Paper presented at SST 2014. Nhung Nguyen, Jason A. Shaw
Abstract: Vowel variability is often explained in terms of linguistic and social factors. We have observed another factor that predicts vowel variability. Within four different corpora of Australian English vowels, we find a consistent relationship between the mean and standard deviation of formant values. For both F1 and F2, increases in mean formant values go hand in hand with increased variability. Given this observation, we propose that inferences about vowel variability take the mean formant values into account. Doing so changes conclusions about which vowels are most variable, undergoing change, or likely to reflect meaningful social variation.
Title: "Multimodal Speech Recognition with the AusTalk 3D Audio-Visual Corpus"

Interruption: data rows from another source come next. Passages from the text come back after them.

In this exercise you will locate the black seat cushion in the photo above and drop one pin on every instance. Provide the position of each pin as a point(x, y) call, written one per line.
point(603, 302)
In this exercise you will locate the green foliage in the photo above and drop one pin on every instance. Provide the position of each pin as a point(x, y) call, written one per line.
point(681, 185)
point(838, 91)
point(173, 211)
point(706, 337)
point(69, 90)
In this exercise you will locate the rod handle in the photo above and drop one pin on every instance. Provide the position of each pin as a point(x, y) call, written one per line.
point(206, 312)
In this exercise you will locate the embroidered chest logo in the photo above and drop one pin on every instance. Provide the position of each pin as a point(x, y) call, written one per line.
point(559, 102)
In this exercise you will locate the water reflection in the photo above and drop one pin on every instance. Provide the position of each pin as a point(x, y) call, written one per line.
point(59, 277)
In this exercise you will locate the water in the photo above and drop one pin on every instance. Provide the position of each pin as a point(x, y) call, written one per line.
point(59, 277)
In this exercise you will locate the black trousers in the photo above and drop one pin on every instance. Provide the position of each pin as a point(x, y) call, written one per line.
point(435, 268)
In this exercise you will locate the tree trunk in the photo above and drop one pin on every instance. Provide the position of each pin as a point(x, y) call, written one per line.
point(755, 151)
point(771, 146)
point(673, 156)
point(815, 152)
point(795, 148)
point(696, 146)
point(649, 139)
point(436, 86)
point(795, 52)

Tutorial at Interspeech 2014. Roberto Togneri, Mohammed Bennamoun, Chao Sui
Abstract: This tutorial will provide attendees a brief overview of 3D based AVSR research. In this tutorial, attendees will learn how to use the newly developed 3D based audio visual data corpus we derived from the AusTalk corpus for audio-visual speech/speaker recognition. In addition, we also plan to introduce some results using this newly developed 3D audio-visual data corpus, which show that there is a significant speech accuracy increase by integrating both depth-level and grey-level visual features. In the first part of the tutorial, we will review some recent works published in the last decade, so that attendees can obtain an overview of the fundamental concepts and challenges in this field. In the second part of the tutorial, we will briefly describe the recording protocol and contents of the 3D data corpus, and show attendees how to use this corpus for their own research. In the third part of this tutorial, we will present our results using the 3D data corpus. The experimental results show that, compared with the conventional AVSR based on the audio and grey-level visual features, the integration of grey and depth visual information can boost the AVSR accuracy significantly. Moreover, we will also experimentally explain why adding depth information can benefit the standard AVSR systems. Eventually, through our tutorial, we hope we can inspire more researchers in the community to contribute to this exciting research.

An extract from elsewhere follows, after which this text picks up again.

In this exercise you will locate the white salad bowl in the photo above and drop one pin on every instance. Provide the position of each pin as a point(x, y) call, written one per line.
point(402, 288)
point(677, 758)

Title: “Australian English Dialect Perceptions"
Abstract: Australians often think they can identify where people come from by their accents, and they also often have stereotypes associated with particular ways of talking. This study explores language attitudes across Australia and will make use of the AusTalk database in this research. Using the methodology of perceptual dialectology, non-expert native Australian English speakers are asked a series of questions through an online survey regarding social, regional, and cultural differences in Australian English. These respondents identify dialect differences through mental map tasks by identifying and describing differences on a national and a local map of Australia. They are then asked to rate regional and remoteness (urban/rural) differences across Australia through six scales activities, examining perceptions of ‘degree of difference’, ‘correctness’, ‘pleasantness’, ‘broadness’, and ‘speed of speech’. Finally, respondents locate and describe 16 voice samples from the AusTalk corpus. The voice samples include two young-adult speakers, one male and one female from each state and territory. Respondents are asked to identify where each speaker is from, and to rate their accent on a number of qualitative scales. Preliminary findings show native Australian English speakers can identify regional and social differences in Australian English across Australia. In particular, regions noted as distinct, locally known, or culturally stereotyped garner more frequent and stronger associations. Further data will explore the accuracy of voice identification, and the role voice identification plays in non-expert attitudes toward dialect perceptions.